Gue bukanlah orang yang tidak bisa bersenang-senang tanpa minuman. Gue punya banyak cara lain untuk membuat diri gue bisa menikmati diri sendiri. Lagipula gue tidak begitu menikmati rasa alkohol seperti yang pernah gue bilang di tulisan lama gue. Rasa susu strawberry tentu masih dan akan tetap menjadi nomor #1 di peringkat minuman terenak menurut gue. Jadi bisa dengan percaya diri gue bilang bahwa gue bukanlah alkoholik.

It's the people.

Pada awalnya gue sering datang sendiri ke sana. Tidak punya kenalan atau teman di bar itu, murni hanya datang sendiri karena ingin menyendiri di suatu tempat yang tidak asing dan asik. Namun lama kelamaan karena frekuensi datangnya tinggi dan gue juga ngobrol sana-sini, gue jadi kenal banyak teman baru dari sana dan dikenal oleh orang yang bahkan gue tidak tahu itu siapa. Entah sudah berapa kali gue disapa "Eey, Mar!" oleh pengunjung tapi hanya gue balas "eits, apa kabar?" karena gue nggak tahu orangnya atau namanya.
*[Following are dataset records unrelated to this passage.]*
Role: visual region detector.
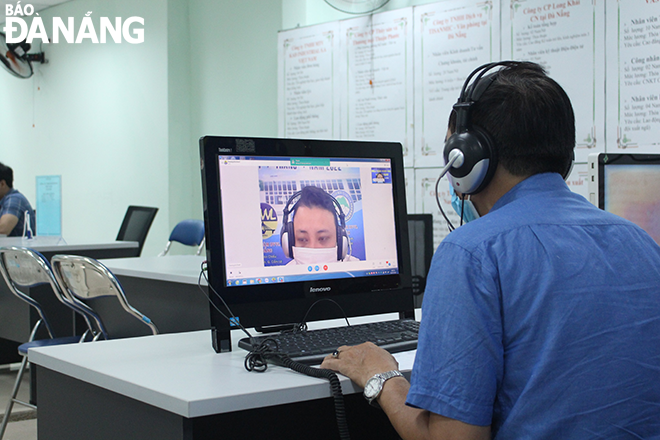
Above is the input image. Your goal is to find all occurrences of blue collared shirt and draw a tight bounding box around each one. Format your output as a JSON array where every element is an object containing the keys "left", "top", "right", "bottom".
[
  {"left": 408, "top": 173, "right": 660, "bottom": 440},
  {"left": 0, "top": 188, "right": 37, "bottom": 237}
]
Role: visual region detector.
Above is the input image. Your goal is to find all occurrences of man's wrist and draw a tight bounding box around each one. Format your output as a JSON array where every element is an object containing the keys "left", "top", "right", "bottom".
[{"left": 364, "top": 370, "right": 403, "bottom": 405}]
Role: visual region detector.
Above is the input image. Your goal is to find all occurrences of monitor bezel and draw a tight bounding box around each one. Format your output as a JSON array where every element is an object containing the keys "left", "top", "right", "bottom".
[
  {"left": 200, "top": 136, "right": 414, "bottom": 346},
  {"left": 590, "top": 153, "right": 660, "bottom": 210}
]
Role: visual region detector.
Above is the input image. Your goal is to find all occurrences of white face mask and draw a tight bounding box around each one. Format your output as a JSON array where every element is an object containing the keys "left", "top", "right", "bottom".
[{"left": 293, "top": 246, "right": 337, "bottom": 264}]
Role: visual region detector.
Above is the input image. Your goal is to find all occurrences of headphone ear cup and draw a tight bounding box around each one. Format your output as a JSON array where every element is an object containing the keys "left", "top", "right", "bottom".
[
  {"left": 280, "top": 218, "right": 296, "bottom": 258},
  {"left": 337, "top": 226, "right": 348, "bottom": 261},
  {"left": 444, "top": 127, "right": 497, "bottom": 194}
]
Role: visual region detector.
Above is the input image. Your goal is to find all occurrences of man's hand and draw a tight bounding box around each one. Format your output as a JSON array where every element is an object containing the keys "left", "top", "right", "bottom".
[
  {"left": 0, "top": 214, "right": 18, "bottom": 235},
  {"left": 321, "top": 342, "right": 399, "bottom": 388}
]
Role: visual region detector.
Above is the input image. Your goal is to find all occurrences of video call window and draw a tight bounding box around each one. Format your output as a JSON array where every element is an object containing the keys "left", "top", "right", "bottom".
[{"left": 219, "top": 157, "right": 398, "bottom": 286}]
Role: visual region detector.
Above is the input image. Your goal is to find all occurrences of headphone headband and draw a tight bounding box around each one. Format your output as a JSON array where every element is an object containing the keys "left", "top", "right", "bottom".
[
  {"left": 444, "top": 61, "right": 517, "bottom": 194},
  {"left": 280, "top": 186, "right": 350, "bottom": 261}
]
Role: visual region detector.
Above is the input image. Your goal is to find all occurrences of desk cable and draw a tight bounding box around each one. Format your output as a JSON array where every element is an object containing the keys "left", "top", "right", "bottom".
[{"left": 197, "top": 261, "right": 350, "bottom": 440}]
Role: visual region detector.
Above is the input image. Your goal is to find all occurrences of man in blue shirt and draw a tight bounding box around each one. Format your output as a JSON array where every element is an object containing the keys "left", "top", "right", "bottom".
[
  {"left": 0, "top": 163, "right": 36, "bottom": 237},
  {"left": 322, "top": 63, "right": 660, "bottom": 440}
]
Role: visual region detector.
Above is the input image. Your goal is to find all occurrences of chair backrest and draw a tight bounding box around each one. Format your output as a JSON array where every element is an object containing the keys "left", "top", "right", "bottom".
[
  {"left": 51, "top": 255, "right": 158, "bottom": 338},
  {"left": 0, "top": 246, "right": 102, "bottom": 339},
  {"left": 117, "top": 205, "right": 158, "bottom": 256},
  {"left": 0, "top": 247, "right": 57, "bottom": 339},
  {"left": 160, "top": 219, "right": 205, "bottom": 256},
  {"left": 408, "top": 214, "right": 434, "bottom": 306}
]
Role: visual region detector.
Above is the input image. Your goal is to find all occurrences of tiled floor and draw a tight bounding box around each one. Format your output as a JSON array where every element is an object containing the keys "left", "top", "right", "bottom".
[{"left": 0, "top": 365, "right": 37, "bottom": 440}]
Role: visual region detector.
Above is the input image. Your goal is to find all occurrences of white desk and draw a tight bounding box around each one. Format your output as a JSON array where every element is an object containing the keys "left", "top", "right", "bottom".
[
  {"left": 29, "top": 315, "right": 414, "bottom": 440},
  {"left": 0, "top": 236, "right": 139, "bottom": 254},
  {"left": 101, "top": 255, "right": 206, "bottom": 285}
]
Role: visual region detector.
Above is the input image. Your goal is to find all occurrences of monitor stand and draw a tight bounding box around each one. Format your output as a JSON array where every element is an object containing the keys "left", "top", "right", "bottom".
[{"left": 211, "top": 324, "right": 231, "bottom": 353}]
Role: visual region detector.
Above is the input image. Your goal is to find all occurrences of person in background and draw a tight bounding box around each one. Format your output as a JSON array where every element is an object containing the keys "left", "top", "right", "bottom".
[
  {"left": 321, "top": 62, "right": 660, "bottom": 440},
  {"left": 0, "top": 162, "right": 36, "bottom": 237}
]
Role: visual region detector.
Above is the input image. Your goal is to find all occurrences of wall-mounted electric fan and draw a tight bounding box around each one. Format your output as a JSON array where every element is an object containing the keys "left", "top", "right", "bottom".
[
  {"left": 325, "top": 0, "right": 390, "bottom": 14},
  {"left": 0, "top": 32, "right": 46, "bottom": 78}
]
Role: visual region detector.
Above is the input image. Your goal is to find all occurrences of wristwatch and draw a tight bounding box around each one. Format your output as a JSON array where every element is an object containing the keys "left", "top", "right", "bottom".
[{"left": 364, "top": 370, "right": 403, "bottom": 405}]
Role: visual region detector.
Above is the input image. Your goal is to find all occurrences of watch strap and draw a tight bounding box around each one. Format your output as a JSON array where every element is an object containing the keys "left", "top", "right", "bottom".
[{"left": 364, "top": 370, "right": 404, "bottom": 406}]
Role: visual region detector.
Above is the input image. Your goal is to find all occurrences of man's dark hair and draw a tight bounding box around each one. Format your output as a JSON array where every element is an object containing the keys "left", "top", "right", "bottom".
[
  {"left": 449, "top": 62, "right": 575, "bottom": 176},
  {"left": 296, "top": 186, "right": 337, "bottom": 223},
  {"left": 0, "top": 162, "right": 14, "bottom": 188}
]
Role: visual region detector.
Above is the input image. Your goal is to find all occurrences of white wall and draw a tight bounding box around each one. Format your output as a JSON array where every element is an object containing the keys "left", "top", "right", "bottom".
[
  {"left": 0, "top": 0, "right": 169, "bottom": 255},
  {"left": 0, "top": 0, "right": 434, "bottom": 256}
]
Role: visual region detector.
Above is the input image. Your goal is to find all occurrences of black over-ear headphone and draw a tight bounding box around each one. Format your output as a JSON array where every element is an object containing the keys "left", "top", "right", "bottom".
[
  {"left": 280, "top": 190, "right": 349, "bottom": 261},
  {"left": 443, "top": 61, "right": 575, "bottom": 194},
  {"left": 444, "top": 61, "right": 516, "bottom": 194}
]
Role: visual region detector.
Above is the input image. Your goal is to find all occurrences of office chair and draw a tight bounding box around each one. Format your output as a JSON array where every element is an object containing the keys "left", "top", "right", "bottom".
[
  {"left": 0, "top": 247, "right": 86, "bottom": 440},
  {"left": 117, "top": 205, "right": 158, "bottom": 257},
  {"left": 51, "top": 255, "right": 158, "bottom": 339},
  {"left": 408, "top": 214, "right": 434, "bottom": 307},
  {"left": 158, "top": 219, "right": 206, "bottom": 257}
]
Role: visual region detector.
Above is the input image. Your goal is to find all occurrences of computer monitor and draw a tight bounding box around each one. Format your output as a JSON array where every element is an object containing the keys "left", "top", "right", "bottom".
[
  {"left": 588, "top": 153, "right": 660, "bottom": 244},
  {"left": 200, "top": 136, "right": 414, "bottom": 352}
]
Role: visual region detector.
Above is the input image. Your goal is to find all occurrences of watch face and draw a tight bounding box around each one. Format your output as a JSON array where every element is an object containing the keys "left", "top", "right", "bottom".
[{"left": 364, "top": 377, "right": 383, "bottom": 399}]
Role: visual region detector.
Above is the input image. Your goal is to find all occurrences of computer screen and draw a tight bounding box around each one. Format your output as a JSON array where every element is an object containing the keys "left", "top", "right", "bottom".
[
  {"left": 588, "top": 153, "right": 660, "bottom": 244},
  {"left": 200, "top": 136, "right": 413, "bottom": 352}
]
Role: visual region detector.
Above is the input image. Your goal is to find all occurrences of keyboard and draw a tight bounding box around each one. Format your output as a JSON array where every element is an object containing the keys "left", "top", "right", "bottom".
[{"left": 238, "top": 319, "right": 419, "bottom": 365}]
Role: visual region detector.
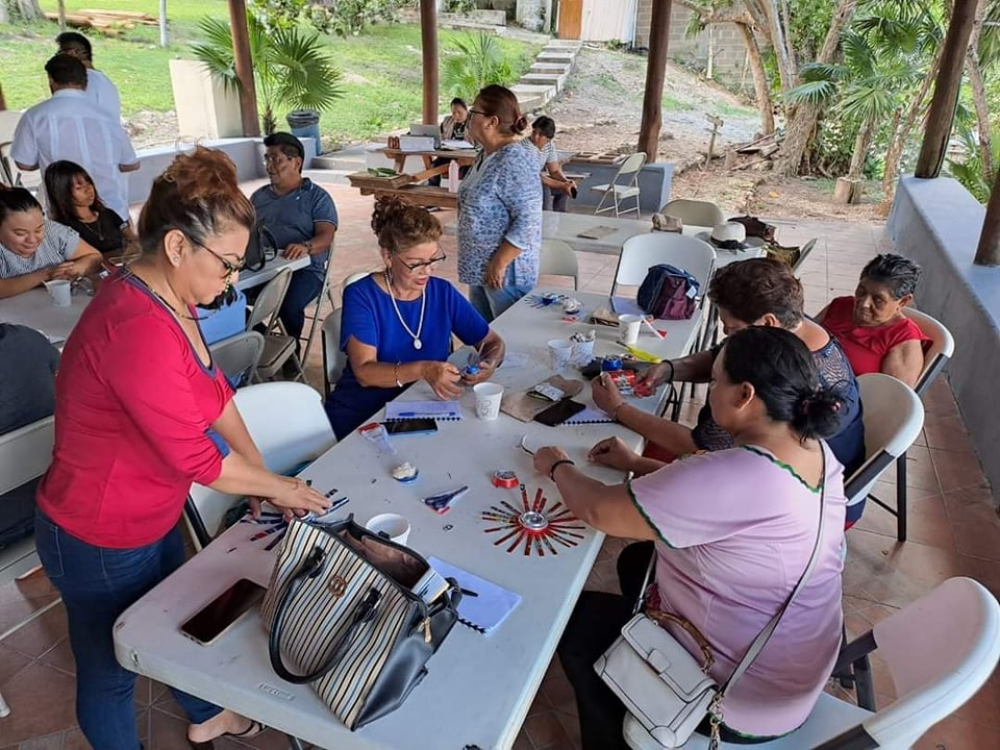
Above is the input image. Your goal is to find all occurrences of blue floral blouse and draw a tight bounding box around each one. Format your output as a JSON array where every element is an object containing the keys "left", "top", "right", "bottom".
[{"left": 458, "top": 140, "right": 542, "bottom": 286}]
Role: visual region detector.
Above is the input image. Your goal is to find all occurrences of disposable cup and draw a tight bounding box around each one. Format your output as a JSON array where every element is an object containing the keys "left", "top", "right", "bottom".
[
  {"left": 549, "top": 339, "right": 573, "bottom": 372},
  {"left": 618, "top": 314, "right": 642, "bottom": 346},
  {"left": 365, "top": 513, "right": 410, "bottom": 544},
  {"left": 573, "top": 340, "right": 596, "bottom": 367},
  {"left": 45, "top": 279, "right": 73, "bottom": 307},
  {"left": 472, "top": 383, "right": 503, "bottom": 420}
]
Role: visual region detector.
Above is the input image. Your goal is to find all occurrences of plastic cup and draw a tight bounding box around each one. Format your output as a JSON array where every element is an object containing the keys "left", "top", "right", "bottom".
[
  {"left": 45, "top": 279, "right": 73, "bottom": 307},
  {"left": 618, "top": 314, "right": 642, "bottom": 346},
  {"left": 365, "top": 513, "right": 410, "bottom": 544},
  {"left": 573, "top": 341, "right": 597, "bottom": 367},
  {"left": 472, "top": 383, "right": 503, "bottom": 421},
  {"left": 549, "top": 339, "right": 573, "bottom": 372}
]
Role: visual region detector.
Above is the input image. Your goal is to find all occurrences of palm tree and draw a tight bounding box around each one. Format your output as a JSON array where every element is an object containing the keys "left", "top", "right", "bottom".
[{"left": 191, "top": 13, "right": 344, "bottom": 135}]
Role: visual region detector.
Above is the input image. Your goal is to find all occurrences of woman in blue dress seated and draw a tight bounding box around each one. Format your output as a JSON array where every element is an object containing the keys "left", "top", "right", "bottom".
[{"left": 326, "top": 198, "right": 504, "bottom": 440}]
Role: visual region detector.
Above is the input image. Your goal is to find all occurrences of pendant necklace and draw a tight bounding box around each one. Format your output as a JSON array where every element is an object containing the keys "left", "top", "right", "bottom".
[{"left": 384, "top": 269, "right": 427, "bottom": 351}]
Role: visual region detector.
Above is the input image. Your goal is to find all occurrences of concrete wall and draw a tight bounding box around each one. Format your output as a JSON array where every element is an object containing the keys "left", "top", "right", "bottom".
[
  {"left": 634, "top": 0, "right": 752, "bottom": 86},
  {"left": 887, "top": 177, "right": 1000, "bottom": 503}
]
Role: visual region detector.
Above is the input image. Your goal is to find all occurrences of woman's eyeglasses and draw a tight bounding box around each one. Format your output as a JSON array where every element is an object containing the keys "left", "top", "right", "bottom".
[
  {"left": 188, "top": 237, "right": 247, "bottom": 281},
  {"left": 398, "top": 253, "right": 448, "bottom": 272}
]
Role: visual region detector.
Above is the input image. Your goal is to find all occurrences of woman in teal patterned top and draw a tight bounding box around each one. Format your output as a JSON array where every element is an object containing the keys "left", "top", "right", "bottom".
[{"left": 458, "top": 85, "right": 542, "bottom": 321}]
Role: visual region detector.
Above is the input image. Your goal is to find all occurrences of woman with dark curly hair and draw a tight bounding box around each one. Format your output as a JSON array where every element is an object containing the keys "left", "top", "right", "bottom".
[
  {"left": 326, "top": 198, "right": 504, "bottom": 440},
  {"left": 816, "top": 253, "right": 929, "bottom": 388},
  {"left": 593, "top": 258, "right": 865, "bottom": 482},
  {"left": 534, "top": 326, "right": 845, "bottom": 750}
]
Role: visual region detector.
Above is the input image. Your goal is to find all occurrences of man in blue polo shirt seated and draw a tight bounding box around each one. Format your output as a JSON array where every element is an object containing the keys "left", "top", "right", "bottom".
[{"left": 250, "top": 133, "right": 338, "bottom": 350}]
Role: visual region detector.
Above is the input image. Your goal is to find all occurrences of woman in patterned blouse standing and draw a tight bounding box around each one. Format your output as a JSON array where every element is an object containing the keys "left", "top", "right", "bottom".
[{"left": 458, "top": 85, "right": 542, "bottom": 322}]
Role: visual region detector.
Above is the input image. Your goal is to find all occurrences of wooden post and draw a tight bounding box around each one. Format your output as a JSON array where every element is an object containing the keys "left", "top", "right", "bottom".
[
  {"left": 975, "top": 171, "right": 1000, "bottom": 266},
  {"left": 229, "top": 0, "right": 260, "bottom": 137},
  {"left": 420, "top": 0, "right": 440, "bottom": 125},
  {"left": 639, "top": 0, "right": 673, "bottom": 163},
  {"left": 914, "top": 0, "right": 976, "bottom": 178}
]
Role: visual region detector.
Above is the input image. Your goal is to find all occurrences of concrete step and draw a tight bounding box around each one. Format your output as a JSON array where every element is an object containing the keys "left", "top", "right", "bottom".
[
  {"left": 519, "top": 73, "right": 569, "bottom": 91},
  {"left": 528, "top": 62, "right": 570, "bottom": 75}
]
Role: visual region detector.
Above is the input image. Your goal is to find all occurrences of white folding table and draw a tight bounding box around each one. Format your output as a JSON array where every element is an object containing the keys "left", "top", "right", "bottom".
[{"left": 114, "top": 294, "right": 699, "bottom": 750}]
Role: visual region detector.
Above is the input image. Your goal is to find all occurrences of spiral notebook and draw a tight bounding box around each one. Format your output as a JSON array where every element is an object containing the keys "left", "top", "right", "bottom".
[
  {"left": 562, "top": 406, "right": 615, "bottom": 425},
  {"left": 427, "top": 557, "right": 521, "bottom": 635},
  {"left": 385, "top": 401, "right": 462, "bottom": 422}
]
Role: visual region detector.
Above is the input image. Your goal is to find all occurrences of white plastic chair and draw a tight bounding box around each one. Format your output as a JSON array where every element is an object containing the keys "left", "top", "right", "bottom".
[
  {"left": 660, "top": 198, "right": 726, "bottom": 227},
  {"left": 0, "top": 417, "right": 62, "bottom": 718},
  {"left": 247, "top": 268, "right": 305, "bottom": 380},
  {"left": 208, "top": 331, "right": 264, "bottom": 387},
  {"left": 590, "top": 151, "right": 646, "bottom": 218},
  {"left": 538, "top": 240, "right": 580, "bottom": 291},
  {"left": 871, "top": 307, "right": 955, "bottom": 542},
  {"left": 624, "top": 578, "right": 1000, "bottom": 750},
  {"left": 611, "top": 232, "right": 715, "bottom": 295},
  {"left": 184, "top": 382, "right": 337, "bottom": 549},
  {"left": 844, "top": 373, "right": 924, "bottom": 532}
]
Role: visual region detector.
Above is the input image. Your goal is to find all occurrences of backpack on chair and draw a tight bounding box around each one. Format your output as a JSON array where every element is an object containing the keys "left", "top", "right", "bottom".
[{"left": 636, "top": 263, "right": 701, "bottom": 320}]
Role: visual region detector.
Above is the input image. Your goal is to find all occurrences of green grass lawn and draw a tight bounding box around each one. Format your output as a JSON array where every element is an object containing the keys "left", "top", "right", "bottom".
[{"left": 0, "top": 0, "right": 538, "bottom": 141}]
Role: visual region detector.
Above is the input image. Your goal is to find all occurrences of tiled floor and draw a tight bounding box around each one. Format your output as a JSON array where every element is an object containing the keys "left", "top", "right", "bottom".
[{"left": 0, "top": 185, "right": 1000, "bottom": 750}]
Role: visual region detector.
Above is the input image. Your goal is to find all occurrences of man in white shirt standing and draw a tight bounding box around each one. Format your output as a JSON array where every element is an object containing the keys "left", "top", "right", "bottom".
[
  {"left": 56, "top": 31, "right": 122, "bottom": 122},
  {"left": 11, "top": 55, "right": 139, "bottom": 217}
]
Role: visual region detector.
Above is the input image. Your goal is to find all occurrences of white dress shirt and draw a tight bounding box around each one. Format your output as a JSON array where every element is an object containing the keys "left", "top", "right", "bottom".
[
  {"left": 87, "top": 68, "right": 122, "bottom": 122},
  {"left": 11, "top": 89, "right": 139, "bottom": 216}
]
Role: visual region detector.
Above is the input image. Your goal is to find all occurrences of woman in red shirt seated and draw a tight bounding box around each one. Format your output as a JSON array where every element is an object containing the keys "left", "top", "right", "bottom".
[
  {"left": 816, "top": 253, "right": 929, "bottom": 388},
  {"left": 35, "top": 148, "right": 329, "bottom": 750}
]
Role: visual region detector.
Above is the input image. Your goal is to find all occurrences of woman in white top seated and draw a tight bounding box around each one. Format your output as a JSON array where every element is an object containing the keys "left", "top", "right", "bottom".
[{"left": 0, "top": 188, "right": 101, "bottom": 299}]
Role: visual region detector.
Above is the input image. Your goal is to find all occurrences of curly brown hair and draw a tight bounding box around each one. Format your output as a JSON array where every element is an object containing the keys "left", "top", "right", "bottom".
[
  {"left": 138, "top": 146, "right": 256, "bottom": 254},
  {"left": 708, "top": 258, "right": 805, "bottom": 329},
  {"left": 372, "top": 196, "right": 443, "bottom": 255}
]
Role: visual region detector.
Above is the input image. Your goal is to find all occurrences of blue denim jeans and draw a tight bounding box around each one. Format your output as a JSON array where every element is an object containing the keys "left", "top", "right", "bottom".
[
  {"left": 35, "top": 511, "right": 222, "bottom": 750},
  {"left": 278, "top": 268, "right": 323, "bottom": 344},
  {"left": 469, "top": 263, "right": 534, "bottom": 323}
]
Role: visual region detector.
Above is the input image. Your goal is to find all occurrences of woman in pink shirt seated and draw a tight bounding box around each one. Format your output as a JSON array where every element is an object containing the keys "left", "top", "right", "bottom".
[{"left": 535, "top": 326, "right": 846, "bottom": 750}]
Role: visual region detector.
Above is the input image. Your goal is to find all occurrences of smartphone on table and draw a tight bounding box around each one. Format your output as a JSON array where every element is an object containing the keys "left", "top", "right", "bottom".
[
  {"left": 384, "top": 419, "right": 437, "bottom": 435},
  {"left": 181, "top": 578, "right": 267, "bottom": 646}
]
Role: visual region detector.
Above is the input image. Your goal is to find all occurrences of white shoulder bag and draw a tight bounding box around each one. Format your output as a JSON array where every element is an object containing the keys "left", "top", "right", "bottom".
[{"left": 594, "top": 449, "right": 826, "bottom": 750}]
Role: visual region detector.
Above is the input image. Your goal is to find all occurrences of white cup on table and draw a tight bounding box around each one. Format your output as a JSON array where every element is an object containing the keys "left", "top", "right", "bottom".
[
  {"left": 45, "top": 279, "right": 73, "bottom": 307},
  {"left": 549, "top": 339, "right": 573, "bottom": 372},
  {"left": 365, "top": 513, "right": 410, "bottom": 544},
  {"left": 472, "top": 383, "right": 503, "bottom": 421},
  {"left": 618, "top": 314, "right": 642, "bottom": 346}
]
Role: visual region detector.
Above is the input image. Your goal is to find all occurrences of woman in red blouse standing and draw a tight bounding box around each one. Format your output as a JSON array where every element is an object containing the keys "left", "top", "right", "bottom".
[
  {"left": 816, "top": 253, "right": 928, "bottom": 388},
  {"left": 35, "top": 148, "right": 328, "bottom": 750}
]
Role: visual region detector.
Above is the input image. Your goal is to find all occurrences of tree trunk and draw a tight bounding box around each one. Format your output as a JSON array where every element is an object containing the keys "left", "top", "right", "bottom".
[
  {"left": 736, "top": 23, "right": 774, "bottom": 135},
  {"left": 847, "top": 120, "right": 875, "bottom": 180},
  {"left": 774, "top": 0, "right": 858, "bottom": 177},
  {"left": 881, "top": 48, "right": 941, "bottom": 211},
  {"left": 965, "top": 0, "right": 994, "bottom": 185}
]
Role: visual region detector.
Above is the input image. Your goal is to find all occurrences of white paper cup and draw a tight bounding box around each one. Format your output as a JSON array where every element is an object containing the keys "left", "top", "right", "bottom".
[
  {"left": 45, "top": 279, "right": 73, "bottom": 307},
  {"left": 549, "top": 339, "right": 573, "bottom": 372},
  {"left": 365, "top": 513, "right": 410, "bottom": 544},
  {"left": 472, "top": 383, "right": 503, "bottom": 420},
  {"left": 573, "top": 341, "right": 597, "bottom": 367},
  {"left": 618, "top": 315, "right": 642, "bottom": 346}
]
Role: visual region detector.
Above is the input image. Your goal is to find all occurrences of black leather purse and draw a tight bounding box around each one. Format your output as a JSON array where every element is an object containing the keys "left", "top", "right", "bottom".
[{"left": 261, "top": 517, "right": 462, "bottom": 729}]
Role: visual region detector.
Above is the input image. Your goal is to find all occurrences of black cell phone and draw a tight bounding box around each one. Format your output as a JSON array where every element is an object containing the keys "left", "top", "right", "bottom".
[
  {"left": 535, "top": 398, "right": 586, "bottom": 427},
  {"left": 385, "top": 419, "right": 437, "bottom": 435},
  {"left": 181, "top": 578, "right": 267, "bottom": 646}
]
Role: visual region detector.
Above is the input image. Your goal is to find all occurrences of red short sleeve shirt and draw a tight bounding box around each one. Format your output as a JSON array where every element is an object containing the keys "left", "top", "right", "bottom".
[{"left": 38, "top": 274, "right": 233, "bottom": 549}]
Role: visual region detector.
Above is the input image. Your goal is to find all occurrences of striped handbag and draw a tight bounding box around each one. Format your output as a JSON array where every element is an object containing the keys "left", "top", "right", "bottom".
[{"left": 261, "top": 516, "right": 461, "bottom": 729}]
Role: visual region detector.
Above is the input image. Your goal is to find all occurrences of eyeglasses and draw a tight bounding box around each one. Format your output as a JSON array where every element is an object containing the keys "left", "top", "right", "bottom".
[
  {"left": 397, "top": 253, "right": 448, "bottom": 273},
  {"left": 188, "top": 237, "right": 247, "bottom": 281}
]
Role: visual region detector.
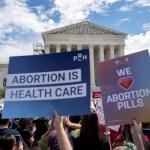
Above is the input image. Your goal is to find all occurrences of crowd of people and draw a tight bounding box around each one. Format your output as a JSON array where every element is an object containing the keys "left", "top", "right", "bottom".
[{"left": 0, "top": 108, "right": 150, "bottom": 150}]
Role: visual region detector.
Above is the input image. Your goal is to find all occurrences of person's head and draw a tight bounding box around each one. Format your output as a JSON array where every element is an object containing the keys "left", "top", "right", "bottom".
[
  {"left": 80, "top": 113, "right": 102, "bottom": 142},
  {"left": 142, "top": 122, "right": 150, "bottom": 129},
  {"left": 69, "top": 116, "right": 81, "bottom": 123},
  {"left": 0, "top": 134, "right": 16, "bottom": 150},
  {"left": 19, "top": 118, "right": 32, "bottom": 129},
  {"left": 121, "top": 124, "right": 133, "bottom": 142}
]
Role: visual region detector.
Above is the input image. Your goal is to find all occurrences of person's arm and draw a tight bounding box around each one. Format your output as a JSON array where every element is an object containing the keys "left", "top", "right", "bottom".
[
  {"left": 131, "top": 119, "right": 145, "bottom": 150},
  {"left": 104, "top": 126, "right": 112, "bottom": 150},
  {"left": 66, "top": 119, "right": 81, "bottom": 129},
  {"left": 53, "top": 112, "right": 72, "bottom": 150}
]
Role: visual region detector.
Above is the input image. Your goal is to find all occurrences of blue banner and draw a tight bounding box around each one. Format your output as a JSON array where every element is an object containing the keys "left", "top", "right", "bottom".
[
  {"left": 3, "top": 50, "right": 90, "bottom": 118},
  {"left": 99, "top": 50, "right": 150, "bottom": 125}
]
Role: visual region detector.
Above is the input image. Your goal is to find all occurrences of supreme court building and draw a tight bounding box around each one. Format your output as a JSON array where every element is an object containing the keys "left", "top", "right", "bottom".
[
  {"left": 0, "top": 21, "right": 127, "bottom": 98},
  {"left": 42, "top": 21, "right": 127, "bottom": 92}
]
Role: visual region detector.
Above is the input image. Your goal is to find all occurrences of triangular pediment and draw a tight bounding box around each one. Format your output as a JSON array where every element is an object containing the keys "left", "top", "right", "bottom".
[{"left": 45, "top": 21, "right": 127, "bottom": 35}]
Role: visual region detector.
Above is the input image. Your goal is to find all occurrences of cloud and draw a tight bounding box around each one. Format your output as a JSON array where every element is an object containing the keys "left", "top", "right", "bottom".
[
  {"left": 118, "top": 0, "right": 150, "bottom": 12},
  {"left": 116, "top": 18, "right": 130, "bottom": 25},
  {"left": 142, "top": 23, "right": 150, "bottom": 30},
  {"left": 125, "top": 30, "right": 150, "bottom": 54},
  {"left": 118, "top": 5, "right": 133, "bottom": 11},
  {"left": 49, "top": 0, "right": 119, "bottom": 25}
]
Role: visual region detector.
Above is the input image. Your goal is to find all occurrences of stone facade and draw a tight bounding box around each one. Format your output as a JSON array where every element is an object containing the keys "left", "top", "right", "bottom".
[{"left": 42, "top": 21, "right": 127, "bottom": 91}]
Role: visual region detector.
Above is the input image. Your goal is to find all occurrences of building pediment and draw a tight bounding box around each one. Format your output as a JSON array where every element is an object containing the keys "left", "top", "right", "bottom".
[{"left": 44, "top": 21, "right": 127, "bottom": 35}]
Sampai sekarang pun gue masih sering datang sendiri ke sana, karena gue tahu pasti ada saja orang yang gue kenal sedang berada di sana. Bahkan kalau gue ke bar sama di cabang lainnya, gue yakin bahwa pasti ada wajah yang gue kenal. Kalau bukan pengunjung lain, ya paling tidak pemilik atau pekerja bar itu lah.

Dari dulu sampai sekarang gue masih beranggapan bahwa rumah adalah tempat di mana lo bisa merasa nyaman dan aman. Tempat di mana lo akhirnya bisa merasakan bahagia ketika lo sedang dalam kondisi sebaliknya. Tempat di mana lo bisa yakin tidak akan merasa kesepian ketika berada di sana. Seringkali yang gue dapati rumah itu bukanlah berbentuk bangunan, melainkan berbentuk orang. Dengan definisi seperti itu, gue rasa sah saja kalau gue merasa bar tersebut sepertinya adalah rumah untuk gue.

Tidak salah dong kalau sering datang ke rumah? H3h3...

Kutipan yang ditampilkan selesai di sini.